Bill Mollison gibi, doğal ve sosyal dünyalar arasındaki bağlantıyı gören permakültür tasarımcısı ve eğitimcisi Pandora Thomas, toprak üzerindeki iyileştirici etkisine çok fazla odaklandığımız permakültürün, tıpkı toprağı iyileştirdiği gibi, sistemin diğer bir parçası olan insanları ve ilişkileri iyileştirmek için de kullanılabileceğini söylüyor.

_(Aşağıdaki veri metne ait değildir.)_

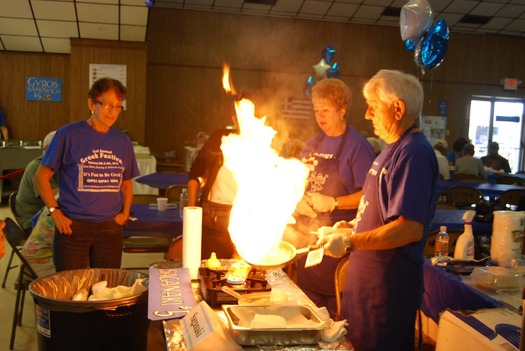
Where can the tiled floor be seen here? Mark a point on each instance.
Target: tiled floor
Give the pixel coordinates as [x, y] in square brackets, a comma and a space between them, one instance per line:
[26, 336]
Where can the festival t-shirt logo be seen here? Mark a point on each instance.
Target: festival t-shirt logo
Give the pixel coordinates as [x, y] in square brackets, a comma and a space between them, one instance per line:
[101, 171]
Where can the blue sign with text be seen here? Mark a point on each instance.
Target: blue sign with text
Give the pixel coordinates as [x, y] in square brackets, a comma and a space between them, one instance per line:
[43, 89]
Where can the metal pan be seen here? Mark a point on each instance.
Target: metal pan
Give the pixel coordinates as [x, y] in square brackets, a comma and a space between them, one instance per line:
[286, 249]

Dünyada toplumsal permakültürün öncü uygulayıcılarından olan Thomas, permakültür ilkelerinden ilham alan yaklaşımları kullanarak uygulamaya koyduğu projelerle, yeşil aktivistlerin uzun süredir çevre dostu olarak görmediği siyahî topluluklara ulaşıyor. Dili, dini ve ırkı ne olursa olsun dünyadaki her tür insanın anlam arayışında olduğunu, yaşamla ve çevresiyle bağlantı kurmak istediğini belirtiyor. Thomas’ın projeleri arasında, gençler ve yerel topluluklar arasında çevreciliği ve sürdürülebilirlik uygulamalarını teşvik eden çalışmalar, Afrikalı Amerikalı çiftçileri destekleyen organik tarım programları ve eski mahkumları yeniden topluma kazandırmak adına verdiği permakültür ve sosyal girişimcilik eğitimleri yer alıyor.

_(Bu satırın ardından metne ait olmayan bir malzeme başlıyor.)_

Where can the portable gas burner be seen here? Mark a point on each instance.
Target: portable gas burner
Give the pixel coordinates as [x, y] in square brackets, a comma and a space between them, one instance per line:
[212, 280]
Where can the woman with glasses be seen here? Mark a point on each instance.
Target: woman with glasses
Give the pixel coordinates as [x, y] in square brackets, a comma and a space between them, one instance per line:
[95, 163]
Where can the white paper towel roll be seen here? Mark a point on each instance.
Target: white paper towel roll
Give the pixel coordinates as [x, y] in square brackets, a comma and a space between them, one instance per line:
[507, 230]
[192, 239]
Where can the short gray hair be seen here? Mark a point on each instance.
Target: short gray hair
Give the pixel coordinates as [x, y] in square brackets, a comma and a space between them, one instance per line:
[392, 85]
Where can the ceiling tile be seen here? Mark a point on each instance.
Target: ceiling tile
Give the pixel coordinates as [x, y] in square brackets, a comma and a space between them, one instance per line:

Thomas’ın San Quentin Hapishanesi’ndeki 13 katılımcıyla gerçekleştirdiği ‘Pathways to Resilience’ isimli bu eğitim programının çıktıları ise son derece etkileyici. 13 katılımcının da başarıyla mezun olduğu ve içlerinden sadece biri dışında hiçbirinin bir daha herhangi bir suç olayına karışmadığı programın mezunlarından biri olan Linda Candelaria, Thomas ile birlikte eski kadın mahkumlara geleceğin liderleri olma yolunu açan ‘Women Designing Resilience’ isimli permakültür tasarım eğitimi, sosyal girişimcilik eğitimleri ve start-up fonlarından faydalanabilecekleri bir program tasarladı.

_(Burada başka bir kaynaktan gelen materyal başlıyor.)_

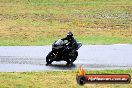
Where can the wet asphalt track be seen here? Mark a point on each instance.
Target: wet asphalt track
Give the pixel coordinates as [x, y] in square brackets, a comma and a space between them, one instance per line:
[91, 57]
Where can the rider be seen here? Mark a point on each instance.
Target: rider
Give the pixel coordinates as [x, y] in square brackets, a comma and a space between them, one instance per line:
[72, 44]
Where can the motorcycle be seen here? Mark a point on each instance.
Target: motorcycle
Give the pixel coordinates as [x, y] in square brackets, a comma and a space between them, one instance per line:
[59, 52]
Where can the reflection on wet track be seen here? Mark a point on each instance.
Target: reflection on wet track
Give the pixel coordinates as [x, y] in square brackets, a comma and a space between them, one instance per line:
[92, 57]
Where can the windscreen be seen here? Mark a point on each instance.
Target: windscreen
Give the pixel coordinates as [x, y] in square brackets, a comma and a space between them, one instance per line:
[59, 42]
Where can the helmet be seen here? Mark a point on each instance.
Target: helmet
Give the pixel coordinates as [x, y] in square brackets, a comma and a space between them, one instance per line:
[69, 34]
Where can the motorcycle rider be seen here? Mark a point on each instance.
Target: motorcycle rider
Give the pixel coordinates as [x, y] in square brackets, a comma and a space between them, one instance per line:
[72, 44]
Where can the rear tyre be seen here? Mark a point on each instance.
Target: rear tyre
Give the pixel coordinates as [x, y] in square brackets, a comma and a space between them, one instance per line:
[49, 58]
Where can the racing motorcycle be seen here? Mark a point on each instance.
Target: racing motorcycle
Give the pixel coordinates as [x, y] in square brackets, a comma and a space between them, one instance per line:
[59, 52]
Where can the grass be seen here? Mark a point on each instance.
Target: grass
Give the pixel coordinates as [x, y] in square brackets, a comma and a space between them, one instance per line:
[40, 22]
[55, 79]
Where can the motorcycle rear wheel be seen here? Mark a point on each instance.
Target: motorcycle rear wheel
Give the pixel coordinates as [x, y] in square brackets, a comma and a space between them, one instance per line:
[49, 58]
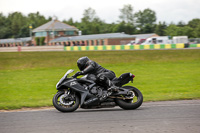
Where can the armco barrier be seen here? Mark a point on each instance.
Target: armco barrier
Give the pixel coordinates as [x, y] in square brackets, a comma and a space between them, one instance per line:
[129, 47]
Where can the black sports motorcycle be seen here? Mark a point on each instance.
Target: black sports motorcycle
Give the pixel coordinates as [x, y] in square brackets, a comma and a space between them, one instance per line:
[86, 93]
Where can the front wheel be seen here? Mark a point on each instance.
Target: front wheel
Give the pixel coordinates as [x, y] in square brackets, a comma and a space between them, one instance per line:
[65, 102]
[134, 102]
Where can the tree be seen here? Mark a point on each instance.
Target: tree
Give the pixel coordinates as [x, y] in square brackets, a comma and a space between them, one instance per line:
[16, 21]
[194, 23]
[145, 20]
[90, 23]
[160, 28]
[127, 15]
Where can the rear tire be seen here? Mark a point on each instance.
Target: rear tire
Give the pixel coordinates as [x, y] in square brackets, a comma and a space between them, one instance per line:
[129, 104]
[70, 105]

Permakültür yaklaşımlarının kullanıldığı bir diğer proje örneği ise, mimar Mark Lakeman tarafından Portland, Oregon’da kurulan City Repair grubunun çalışmaları. Grup, kamusal alanları sanatsal ve ekolojik odaklı bir yaklaşımla kapsayıcı ve sürdürülebilir sosyal alanlara çeviriyor ve bu tarz sosyal alanlar yaratmanın mahalle kültürünü ve sosyal dayanışmayı verimli bir şekilde artırdığı gözleniyor.

Günümüzde permakültür yaklaşımları; toplulukları bir araya getirmek, bilgi paylaşmak ve iyi ilişkiler kurmak amacıyla problem çözme, çatışma yönetimi, karar verme ve iletişim yönetimi gibi pek çok alanda da uygulanıyor. Dünyadaki bu öncü yaklaşımı organizasyonlarının iskeletini oluşturmak için kullanan şirketler bile var. Sosyal permakültür, kuruluşun kendisinin ve hedef kitlesinin gereksinimlerini nasıl karşılayacağı, bunu yaparken ekolojik, sosyal ve ekonomik yönlerden nasıl sürdürülebilir olacağı sorularına yanıt vererek ve çalışanların yaratıcılıklarını özgürce ortaya çıkarabileceği iş ortamları oluşturarak organizasyon tasarımına katkı sağlıyor.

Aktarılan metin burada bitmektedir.